Member of the Maine House of Representatives from the 17th district
- In office December 3, 2014 – December 7, 2022
- Succeeded by: Ronald B. Russell

Personal details
- Born: Chicopee, Massachusetts
- Occupation: School Bus Driver

= Dwayne Prescott =

American politician

Dwayne W. Prescott is an American politician. He is a Republican politician representing District 17 in the Maine House of Representatives.

== Political career ==

In 2014, Prescott ran for election to represent District 17 in the Maine House of Representatives. He defeated write-in candidate David Woodsome in the Republican primary, and the winner of the Democratic primary withdrew from the race, leaving Prescott unopposed in the general election. In 2016, Prescott defeated Democratic challenger Gerry Gibson, and in 2018 the winner of the Democratic primary (this time David Buck) again withdrew before the general election. Prescott is running for re-election again in 2020.

As of October 2020, Prescott sits on the following committees:
- Health Coverage, Insurance and Financial Services (Ranking Member)
- Bills in the Second Reading
- Engrossed Bills

=== Electoral record ===

2014 Republican primary: Maine House of Representatives, District 17
| Party |  | Candidate | Votes | % |
|---|---|---|---|---|
|  | Republican | Dwayne Prescott | 156 | 52.7% |
|  | Republican | David Woodsome (write-in) | 140 | 47.3% |

Prescott was unopposed in the 2014 general election, because Democrat Elaine Plourde withdrew.

Prescott was unopposed in the 2016 Republican primary.
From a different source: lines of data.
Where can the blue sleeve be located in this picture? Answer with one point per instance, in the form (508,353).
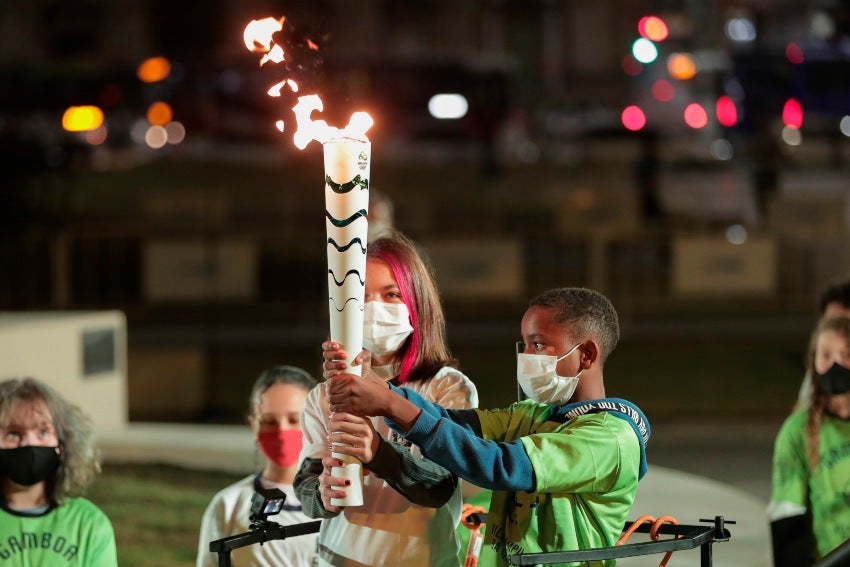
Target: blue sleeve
(452,438)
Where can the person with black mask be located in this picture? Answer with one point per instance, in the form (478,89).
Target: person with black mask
(47,457)
(808,511)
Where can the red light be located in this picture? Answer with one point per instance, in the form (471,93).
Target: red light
(727,113)
(695,116)
(662,90)
(792,113)
(633,118)
(794,53)
(652,28)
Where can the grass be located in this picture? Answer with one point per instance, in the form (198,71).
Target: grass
(156,511)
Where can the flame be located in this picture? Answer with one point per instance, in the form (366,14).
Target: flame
(258,37)
(258,34)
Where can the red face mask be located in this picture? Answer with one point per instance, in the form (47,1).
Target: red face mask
(281,446)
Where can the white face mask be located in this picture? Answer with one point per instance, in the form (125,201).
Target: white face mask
(385,327)
(538,379)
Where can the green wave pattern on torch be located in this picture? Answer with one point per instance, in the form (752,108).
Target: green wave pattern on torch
(340,223)
(348,273)
(345,247)
(340,188)
(344,305)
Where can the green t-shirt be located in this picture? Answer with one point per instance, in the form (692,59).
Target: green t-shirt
(824,490)
(586,471)
(76,534)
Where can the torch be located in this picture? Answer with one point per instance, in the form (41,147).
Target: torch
(347,157)
(346,204)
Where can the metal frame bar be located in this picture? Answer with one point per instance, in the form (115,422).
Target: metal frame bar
(689,537)
(265,531)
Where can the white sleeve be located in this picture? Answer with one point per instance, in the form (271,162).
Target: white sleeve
(211,530)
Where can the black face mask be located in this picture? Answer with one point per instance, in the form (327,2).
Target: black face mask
(29,464)
(836,380)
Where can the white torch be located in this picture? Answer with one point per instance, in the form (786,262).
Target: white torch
(346,203)
(348,156)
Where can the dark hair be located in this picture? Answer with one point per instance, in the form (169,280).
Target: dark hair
(819,398)
(281,374)
(426,350)
(587,314)
(836,292)
(80,458)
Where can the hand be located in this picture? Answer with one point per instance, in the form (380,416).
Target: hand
(353,435)
(359,396)
(331,486)
(335,360)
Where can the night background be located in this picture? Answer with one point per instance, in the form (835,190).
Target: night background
(687,158)
(691,166)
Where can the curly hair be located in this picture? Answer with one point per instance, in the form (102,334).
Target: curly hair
(586,313)
(79,457)
(819,401)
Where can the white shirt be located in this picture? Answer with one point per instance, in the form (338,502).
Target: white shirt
(387,529)
(228,514)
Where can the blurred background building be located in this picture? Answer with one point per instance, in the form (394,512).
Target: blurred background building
(688,158)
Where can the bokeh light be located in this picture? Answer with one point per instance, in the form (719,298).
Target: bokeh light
(175,132)
(722,150)
(82,118)
(792,113)
(633,118)
(792,136)
(662,90)
(153,69)
(681,66)
(844,125)
(97,136)
(741,30)
(695,116)
(644,50)
(448,106)
(726,111)
(653,28)
(159,113)
(156,137)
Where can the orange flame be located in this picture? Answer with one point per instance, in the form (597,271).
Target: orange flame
(258,37)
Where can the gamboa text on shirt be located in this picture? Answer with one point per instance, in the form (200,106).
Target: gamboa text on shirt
(614,405)
(11,545)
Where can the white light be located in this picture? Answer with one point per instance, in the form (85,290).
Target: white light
(740,29)
(448,106)
(822,25)
(156,137)
(175,132)
(736,234)
(644,50)
(792,136)
(844,126)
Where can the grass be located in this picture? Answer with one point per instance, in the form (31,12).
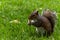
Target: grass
(20,10)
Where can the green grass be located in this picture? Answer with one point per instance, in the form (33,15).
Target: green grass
(20,10)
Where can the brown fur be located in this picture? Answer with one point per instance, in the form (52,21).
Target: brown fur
(51,16)
(42,21)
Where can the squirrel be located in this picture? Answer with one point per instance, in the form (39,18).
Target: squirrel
(41,22)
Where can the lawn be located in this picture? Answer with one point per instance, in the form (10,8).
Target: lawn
(14,15)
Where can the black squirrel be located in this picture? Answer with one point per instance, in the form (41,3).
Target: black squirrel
(43,21)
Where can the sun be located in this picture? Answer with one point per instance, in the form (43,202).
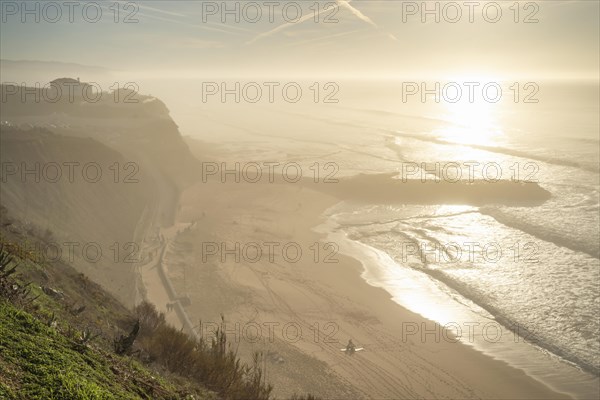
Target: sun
(468,122)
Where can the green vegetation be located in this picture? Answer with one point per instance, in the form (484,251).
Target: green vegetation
(63,337)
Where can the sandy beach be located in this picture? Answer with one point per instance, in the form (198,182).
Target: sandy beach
(299,311)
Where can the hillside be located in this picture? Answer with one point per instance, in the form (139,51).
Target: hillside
(64,337)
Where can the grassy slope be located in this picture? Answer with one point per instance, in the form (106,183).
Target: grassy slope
(41,356)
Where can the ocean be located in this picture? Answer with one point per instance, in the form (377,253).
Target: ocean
(492,274)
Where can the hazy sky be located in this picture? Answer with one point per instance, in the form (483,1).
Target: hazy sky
(363,38)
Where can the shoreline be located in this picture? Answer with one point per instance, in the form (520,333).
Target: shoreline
(536,362)
(310,293)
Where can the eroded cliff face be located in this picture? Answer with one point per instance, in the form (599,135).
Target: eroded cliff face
(101,176)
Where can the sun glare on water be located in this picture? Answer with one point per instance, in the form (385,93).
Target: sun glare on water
(472,120)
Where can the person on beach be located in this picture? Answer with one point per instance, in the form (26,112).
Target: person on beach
(350,347)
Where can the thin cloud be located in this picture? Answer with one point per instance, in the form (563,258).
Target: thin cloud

2016 general election: Maine House of Representatives, District 17
| Party |  | Candidate | Votes | % |
|---|---|---|---|---|
|  | Republican | Dwayne Prescott | 2,766 | 57.8% |
|  | Democratic | Gerry Gibson | 1,757 | 36.7% |
|  |  | Blank | 264 | 5.5% |

In 2018, Prescott was unopposed in the Republican primary, and also unopposed in the general election, because Democrat David Buck withdrew.